One of the things I like best about the Paris Review is how silent it is. That is, there are no editorials, and there are no author introductions. (There’s a couple pages in the back where you can read more about them, but it’s terse to the point of parody — like, “Angus McGuirwirth has published several novels”, and that’s it.) So unlike, say, McSweeney’s Quarterly, which sometimes seems to carry pieces as an excuse to have editorial matter before and after the material, the Paris Review is just the texts.
So I have no idea who the editor(s) are, really. I mean, there’s a colophon that lists everybody, but who reads that? But it’s obvious that the editor(s) during this era had strong vision — they redesigned the magazine, making the format slightly larger. And they also made the pages ultra clean.
Most American book designers feel compelled to put the author’s name on every other page, and then the title of the book on the other half of the pages.
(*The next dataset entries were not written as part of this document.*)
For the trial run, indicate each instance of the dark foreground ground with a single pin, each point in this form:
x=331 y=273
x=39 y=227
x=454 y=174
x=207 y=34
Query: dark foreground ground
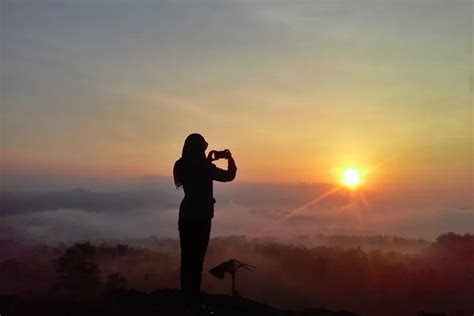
x=161 y=302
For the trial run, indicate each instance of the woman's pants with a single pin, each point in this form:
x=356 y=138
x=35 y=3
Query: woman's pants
x=193 y=238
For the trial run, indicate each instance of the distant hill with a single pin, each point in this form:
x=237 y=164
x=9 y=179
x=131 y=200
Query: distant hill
x=161 y=302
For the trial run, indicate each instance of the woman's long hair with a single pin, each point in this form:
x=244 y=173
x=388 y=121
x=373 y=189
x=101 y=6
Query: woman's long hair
x=194 y=150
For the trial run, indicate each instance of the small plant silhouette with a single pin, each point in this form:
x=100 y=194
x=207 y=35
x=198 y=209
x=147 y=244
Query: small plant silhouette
x=78 y=274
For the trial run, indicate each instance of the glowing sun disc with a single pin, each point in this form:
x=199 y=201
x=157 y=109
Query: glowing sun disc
x=351 y=177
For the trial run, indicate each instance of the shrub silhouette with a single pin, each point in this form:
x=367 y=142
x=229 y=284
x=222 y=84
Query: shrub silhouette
x=116 y=281
x=77 y=273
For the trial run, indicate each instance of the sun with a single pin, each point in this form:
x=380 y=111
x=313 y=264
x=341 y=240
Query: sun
x=351 y=177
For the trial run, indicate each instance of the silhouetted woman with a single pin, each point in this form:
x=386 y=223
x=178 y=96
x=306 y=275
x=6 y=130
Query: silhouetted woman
x=195 y=173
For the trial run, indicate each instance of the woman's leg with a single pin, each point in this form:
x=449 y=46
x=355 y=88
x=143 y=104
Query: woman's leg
x=186 y=237
x=194 y=239
x=202 y=240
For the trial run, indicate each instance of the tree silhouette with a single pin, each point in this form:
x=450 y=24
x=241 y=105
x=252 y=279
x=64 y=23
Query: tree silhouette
x=78 y=275
x=116 y=281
Especially in novels, this just seems insane to me. Are they afraid that the readers will forget what they’re reading? But I think the explanation is much simpler: Americans are basically noise insensitive. Visual clutter doesn’t register at all.
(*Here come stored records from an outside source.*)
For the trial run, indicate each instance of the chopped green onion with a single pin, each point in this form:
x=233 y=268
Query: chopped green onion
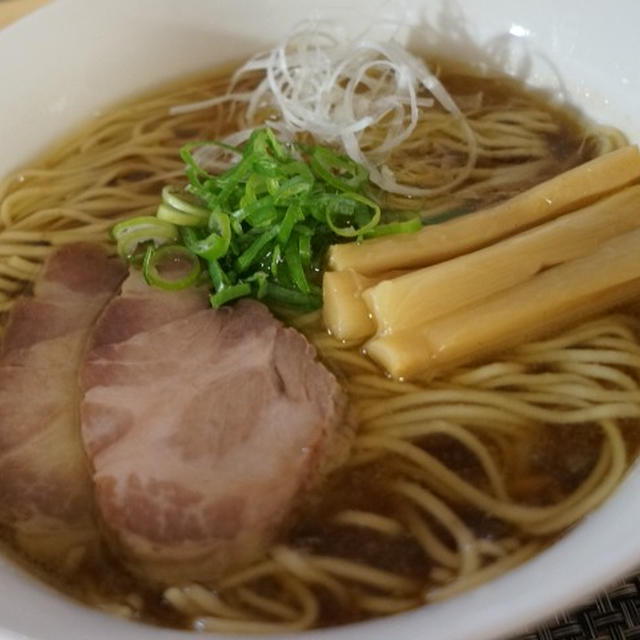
x=134 y=232
x=260 y=228
x=350 y=231
x=338 y=171
x=229 y=293
x=168 y=258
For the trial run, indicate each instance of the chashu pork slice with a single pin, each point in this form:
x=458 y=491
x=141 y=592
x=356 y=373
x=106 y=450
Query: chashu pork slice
x=45 y=488
x=203 y=429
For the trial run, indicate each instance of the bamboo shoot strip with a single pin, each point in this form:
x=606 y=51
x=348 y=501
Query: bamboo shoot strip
x=431 y=292
x=571 y=190
x=345 y=314
x=547 y=302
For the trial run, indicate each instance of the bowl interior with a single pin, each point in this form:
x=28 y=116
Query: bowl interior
x=72 y=59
Which reminds me — I was “watching” House Hunters while tidying up yesterday, and basically all the kitchens looked like this. Just a jumble of different sized things, and this is the standard — no appliance has the same depth as any cupboard, and in addition there’s just random heights to everything.
OK, I had to look it up — the editor for this beautiful issue is Emily Nemens, design by Strick & Williams. She left a bit after this, and the magazine is back to the old design.
(The only thing that I don’t enjoy here are the overly white paper used.)
Anyway! Fantastic issue. Like most issues from this period, it also reads very well as a book — the sequencing is perfect.